Stretch yourself and others to the edge of your comfort zone to drive long-lasting, meaningful change. This will encourage a shift in focus and conscious thought while normalizing emotions felt along the way. As we normalize the boundaries of our previous comfort zone it expands them outward, allowing us to reach even farther.
Get comfortable with providing regular feedback and accentuate the positive.
Establish structure to dialogue. Ask for permission and agree to a context for a conversation. This will standardize conversational norms to ensure both leader and followers are on the same page in how they discuss key issues.
Choose your focus. The Choose Your Focus Model provides five mental frames to consider in any situation: (1) Vision, (2) Planning, (3) Detail, (4) Problem, and (5) Drama.
Step 2: Listen for Potential
Make it a habit to generously and sincerely listen for the potential in others. As a quiet leader, you recognize that they have the answers to their problems and that you are there to guide them to their solution. This is very similar to coaching!
Take a bird’s eye view approach to listening. Don’t get caught up in the details—listen for high-level patterns, qualities, and themes in what the other person is saying. If you see things with too much detail, through your own lens, or are influenced by self-interest or emotion, chances are you will not be able to effectively listen for potential.
Pay attention to the four key mental frames that cloud our clarity
Details (getting too caught up in a web of information)
Filters (seeing things our own way)
Agendas (or Self-Interest):
Hot Spots (or Triggers)
Step 3: Speak with Intent
Be succinct. Use tact when communicating with others to drive critical points of view without overloading others with information.
Be specific. Focus on key points of what the other person is saying and reflect it back to them so that they understand that you understand them.
Be generous. Speak with the intent to add value to what the other person is saying and to probe them for more information in order to guide them to their own solutions.
Step 4: Dance Towards Insight
Create Awareness of a Dilemma. The first step toward insight is in recognizing a dilemma, what it looks like, and the conflicting thoughts and feelings that we might have on exactly what course of action to take.
Reflection. Ask probing questions to illicit deeper thought and spark problem solving.
Illumination. That “Aha, I’ve got it!” moment.
Motivation. After experiencing an illuminating moment about a dilemma, we often become motivated to take action. This is a period of time that passes quickly, so don’t let that spark of inspiration go to waste.
Step 5: The CREATE Model
Current Reality (CR). Overview your current organizational landscape. What does it look like and what steps do you need to take to help others reflect on their thinking and bring about their own illumination.
Explore Alternatives (EA). Don’t just settle on one solution. Generate alternatives—if you think hard enough, the best solution may not always be the first one that comes to mind.

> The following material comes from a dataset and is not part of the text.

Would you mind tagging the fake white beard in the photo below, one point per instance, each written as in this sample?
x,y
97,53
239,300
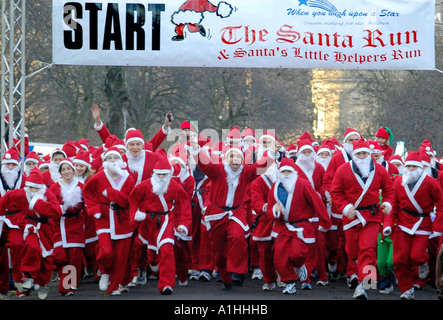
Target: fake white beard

Tap their Energy (TE). Take advantage of illumination when it occurs. This is your opportunity as a leader to have individuals commit to action—set specific goals, deadlines, have them commit to reporting back, and generate tangible outcomes that will benefit the organization while empowering them in the process.
Step 6: Follow Up
Don’t forget to do your part as a leader and follow up. Be consistent, be positive, and be supportive. This makes follow up a routine part of the decision-making, goal-setting, and action planning processes that go on within your organization. Being positive and supportive while focusing on and recognizing (1) observable facts and behaviors, (2) the importance of empathy and encouragement, (3) key learnings or insights and their implications, as well as (4) identifying new goals can help foster the growth and development of your followers.
Now that you’re in the know about quiet leadership, what are your next steps in empowering quiet leaders within your organization to enact change? What contribution does quiet leadership have on your own effectiveness as a leader?